Сельна обвела кухню сердитым взором, но все девочки опустили глаза, и сделалось тихо - только и слышно было, как стучат ножи. Дониины девчонки знали, что с воительницами лучше не связываться. Сельна особенно была известна своим вспыльчивым нравом, хотя в отличие от многих редко помнила зло. И когда этот нрав давал о себе знать, ее приемышу никто не завидовал.
Сельна, все еще сердитая, тряхнула головой и сказала Доний:
- Кроличьи шкурки понадобятся мне, чтобы сделать в мешке мягкую подкладку. У Дженны очень нежная кожа.
- Кожица у нее детская, - невозмутимо ответила Дония, - и мех, конечно же, будет твой. Я и оленью шкуру тебе отдам. Выкроишь из нее пару штанишек и много башмачков.
- Башмачки ей понадобятся, - просияла Сельна.
- Но не теперь еще, - засмеялась Дония. Ее собственные приемные дочки прыснули в ответ.
- Это почему? - снова разгневалась Сельна.
Дония отставила тяжелую фаянсовую миску, отложила деревянную ложку, вытерла руки о передник и протянула их к Сельне. Та неохотно отвязала девочку и подала стряпухе.
- Она младенец, Сельна, - улыбнулась Дония, качая ребенка на руках. Малое дитя. Посмотри на моих семерых. Когда-то они все были такие же, и все начали ходить в год, только одна чуть пораньше.
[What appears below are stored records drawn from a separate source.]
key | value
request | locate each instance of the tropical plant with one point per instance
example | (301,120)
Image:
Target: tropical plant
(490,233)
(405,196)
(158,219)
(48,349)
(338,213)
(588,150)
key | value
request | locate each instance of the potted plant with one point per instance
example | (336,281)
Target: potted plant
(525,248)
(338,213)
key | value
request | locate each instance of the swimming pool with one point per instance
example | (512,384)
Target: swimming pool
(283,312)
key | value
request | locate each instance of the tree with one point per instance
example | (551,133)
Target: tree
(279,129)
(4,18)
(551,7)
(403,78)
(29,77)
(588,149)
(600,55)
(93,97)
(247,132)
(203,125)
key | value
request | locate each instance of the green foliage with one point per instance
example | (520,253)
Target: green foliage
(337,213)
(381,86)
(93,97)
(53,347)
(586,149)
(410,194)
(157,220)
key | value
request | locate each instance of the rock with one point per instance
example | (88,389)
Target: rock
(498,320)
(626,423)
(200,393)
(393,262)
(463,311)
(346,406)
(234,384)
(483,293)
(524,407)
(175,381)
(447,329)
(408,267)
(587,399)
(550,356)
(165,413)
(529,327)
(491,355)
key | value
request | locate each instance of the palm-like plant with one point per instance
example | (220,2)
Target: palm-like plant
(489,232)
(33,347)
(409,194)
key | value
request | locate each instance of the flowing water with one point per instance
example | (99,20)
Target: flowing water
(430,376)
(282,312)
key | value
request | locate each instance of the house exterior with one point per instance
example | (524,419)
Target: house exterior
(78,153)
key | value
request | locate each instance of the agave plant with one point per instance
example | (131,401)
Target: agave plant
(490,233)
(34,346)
Не жди от своей слишком многого, и она вырастет в любви. Когда придет ее лунный срок, она от тебя не отвернется. Когда она прочтет Книгу Света и вызовет свою сестру в этот мир, она тебя не покинет. Но если ты будешь слишком напирать на нее, ты ее оттолкнешь. Она твоя питомица, но не твоя собственность. Быть может, она не станет такой, как хочешь ты, но станет такой, как ей суждено. Помни пословицу: "Дерево может пролежать двадцать лет в воде и все-таки не сделается рыбой".
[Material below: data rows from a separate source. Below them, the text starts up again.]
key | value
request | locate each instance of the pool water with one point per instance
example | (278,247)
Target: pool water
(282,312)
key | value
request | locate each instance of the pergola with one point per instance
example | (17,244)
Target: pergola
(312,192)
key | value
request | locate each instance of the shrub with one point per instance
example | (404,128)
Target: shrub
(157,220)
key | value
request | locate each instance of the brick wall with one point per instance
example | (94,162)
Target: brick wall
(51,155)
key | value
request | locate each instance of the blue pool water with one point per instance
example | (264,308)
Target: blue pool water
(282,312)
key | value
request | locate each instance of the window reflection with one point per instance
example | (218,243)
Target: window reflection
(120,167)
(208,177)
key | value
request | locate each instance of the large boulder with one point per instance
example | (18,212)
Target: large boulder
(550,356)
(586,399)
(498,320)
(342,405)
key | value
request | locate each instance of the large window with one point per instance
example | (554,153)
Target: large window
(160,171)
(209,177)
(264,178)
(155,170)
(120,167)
- Ну, и кто же из нас надоеда? - устало бросила Сельна, забрала веселую Дженну у стряпухи и вышла вон.
В ту ночь светила полная луна, и все темные сестры явились. В большом открытом амфитеатре собрались все женщины хейма со своими детьми.
Сельна стояла в середине круга у алтаря, обсаженного тремя рябинами, Марджо рядом с ней. Прошел почти год с тех пор, как здесь нарекали дитя, хотя не так давно две садовницы и одна воительница родили каждая по ребенку. Этих девочек уже посвятили Богине - теперь настал черед Дженны.
Жрица молча сидела на вершине алтаря, где стоял ее трон без спинки, а рядом занимала место ее темная сестра. С мелкими белыми цветками в черных косах, с губами, подкрашенными красным ягодным соком, они ждали, когда собравшиеся угомонятся. Дождавшись тишины, они подались вперед, упершись руками в колени, и устремили взор на Сельну и Марджо, но заговорила только одна - жрица:
- Кто приносит дитя?
- Я, о Мать, - сказала Сельна, подняв Дженну на уровень глаз. Для нее слово "мать" имело двойное значение, ибо жрица когда-то взяла ее к себе в дочери и очень печалилась, когда Сельна избрала путь воительницы.
- И я, - сказала Марджо.
Вместе они взошли на первую ступень алтаря.
- Кто дал ей жизнь? - спросила жрица.